Lewandowski zdobył trzecią i czwartą bramkę na hiszpańskich boiskach w trzecim występie. Najpierw w ekwilibrystyczny sposób "zamknął" akcję po dośrodkowaniu Brazylijczyka Raphinhi, a następnie - już w drugiej połowie - popisał się technicznym uderzeniem piętą, po którym piłka znalazła drogę do siatki obok zaskoczonego obrońcy i bramkarza gości.

Reklama

Widać po nim wielką boiskową dojrzałość. Wie, kiedy się pojawić, wie, kiedy pomóc koledze, potrafi też zrobić miejsce na boisku partnerom. Z jednej strony jest spektakularny w zdobywaniu goli, a z drugiej bardzo pokorny, pracowity, grający dla drużyny.
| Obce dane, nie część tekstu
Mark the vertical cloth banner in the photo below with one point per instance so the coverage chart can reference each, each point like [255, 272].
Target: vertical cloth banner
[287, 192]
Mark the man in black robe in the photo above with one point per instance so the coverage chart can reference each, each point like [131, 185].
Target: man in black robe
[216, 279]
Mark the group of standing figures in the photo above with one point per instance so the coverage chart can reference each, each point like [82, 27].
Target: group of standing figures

Jego obecność w składzie to dla nas błogosławieństwo - tłumaczył Xavi.

Jak dodał, po Polaku widać, że dobrze czuje się w zespole i jest szczęśliwy grając dla Barcelony.

Gole to nie wszystko. Doceniam jego pracę na boisko, świetnie zaczyna pressing, cofa się, by pomóc, ma apetyt na wygrywanie, robi różnicę nie tylko dzięki bramkom. Cudownie mieć go w zespole - dodał 42-letni szkoleniowiec.

Jego zdaniem Lewandowski świetnie się wywiązuje z roli lidera.

To urodzony, naturalny lider i wzór dla całej drużyny. Dzieli się swoimi obserwacjami ze sztabem, z młodszymi kolegami, podpowiada, co możemy poprawić - wspomniał.

Xavi ocenił, że po słabej inauguracji i remisie z Rayo Vallecano takie spotkanie na Camp Nou jak z Valladolid było drużynie bardzo potrzebne.

To był kompletny mecz z naszej strony, dominowaliśmy, byliśmy pewni siebie i dużo lepsi. Drużyna potrzebowała takiego wyniku i takiego występu. Szybko strzeliliśmy pierwszą bramkę i zyskaliśmy zaufanie. Graliśmy spokojniej, więcej rzeczy nam się udawało. Ale tak, jak mecz z Rayo nie był kompletną klapą, tak i dziś jestem daleki od wielkiej euforii. Do perfekcji jeszcze trochę brakuje, wiele rzeczy musimy jeszcze poprawić - ocenił trener "Barcy".